晴天の空に浮く一つの太陽が、大和につけられた、黄金のシステムローズの紋様がキラリと照らす。

涼しい風が三竜の軍服と、ロングパーカーのマントの様に長い部分がパタパタと音を立て靡く。


艦載機発射機に到着した俺たちは、魔力水で艦載機を作る。

三竜が発射機に艦載機を設置する。


「それでは、いってらっしゃいませ」

赤がそういう。


「あぁ、ありがとう」


俺は窓をスライドさせ、操作機を握る。

勢い良くガチャン!っと音を鳴らし、艦載機は発進する。

俺は大和と零戦達の間を抜け、オーバーローズ第一港。花港へと向かう。

太陽の下を艦載機が飛ぶ。

大洞窟を改造した造船所、港には、かつての大日本帝国所属の艦艇達がズラリと全て並んでいる。

潜水艦、大和を除いた戦艦、駆逐艦、重巡洋艦。

そして、後方からやってくるオウギワシ全空母艦隊。

俺は艦載機を水着させる。


それを気付いた一人の組織員が急ぎ準備し、クレーンで艦載機を持ち上げ、降ろす。

俺は窓をスライドさせて外に出る。

少し伸びをしていた時だった。


「あらぁ〜、ノート様じゃなぁい」


大人気を帯たお姉さん系の声が聞こえる。


うっ……この声は……。

俺は、すぐに嫌な予感を察知した。


「お会いできて嬉しいわぁ」


彼女の名前はカレナ・フェリアス。

コイツもナイントルクの一人で、厨房管理者。

コイツの面倒な所は……。


カレナがスンスンと俺の香りを嗅ぐ。

「あらぁ……?この匂い……五芒星のカノープス様と三竜の御三方の匂い……ノート様ぁだめじゃないですかこんな匂い……まぁ、五芒星の方々はまぁ五億歩譲ってセーフとして、許せないのは三竜の方々。私でも勝てるでしょうか……?」


段々と早口になるカレナに、俺は少し鬱陶しさを覚える。

ウザさならシルフィードがダントツだが、鬱陶しさでシルフィードに勝る奴が現れたのは驚きだった。

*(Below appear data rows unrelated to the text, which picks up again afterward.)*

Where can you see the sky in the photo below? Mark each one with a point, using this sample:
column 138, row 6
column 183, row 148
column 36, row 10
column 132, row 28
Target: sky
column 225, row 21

見ての通りコイツ面倒な所は、ヤンデレ気味た性格の持ち主のところだ。コイツを相手にするのが一番嫌いだ。


「てか何でお前がいるんだよ。厨房は?」


「私はさっきまで花港の警備や艦艇整備をしている方々に食料配給をしたいたところです。でもぉ、ノート様が来るのが見えたので急いで、お急ぎで参りましたぁ」 


頬に両手を添えながらカレナが言う。


「別にこなくていいよ」


「あぁ///そんなノート様///私をあしらわないでもらいませぇ〜」


「…………はぁ」


俺は思わずため息を付く。 

まさか、ここで会うとは思ってもなかった。


俺は変な声を出しながらハートを飛ばすカレナをいない者としながら会議室へ進む。

扉を開け、巨大な机がある中、もう一つある小さな机に、真ん中へ向く椅子に座る。

すると、25名の艦長達が「失礼します」と言いながら座る。

一人の美しい白い髪色、赤と青のオッドアイを持った白竜眷属の女性が縦長い机の、俺が座る椅子の目の前に座る。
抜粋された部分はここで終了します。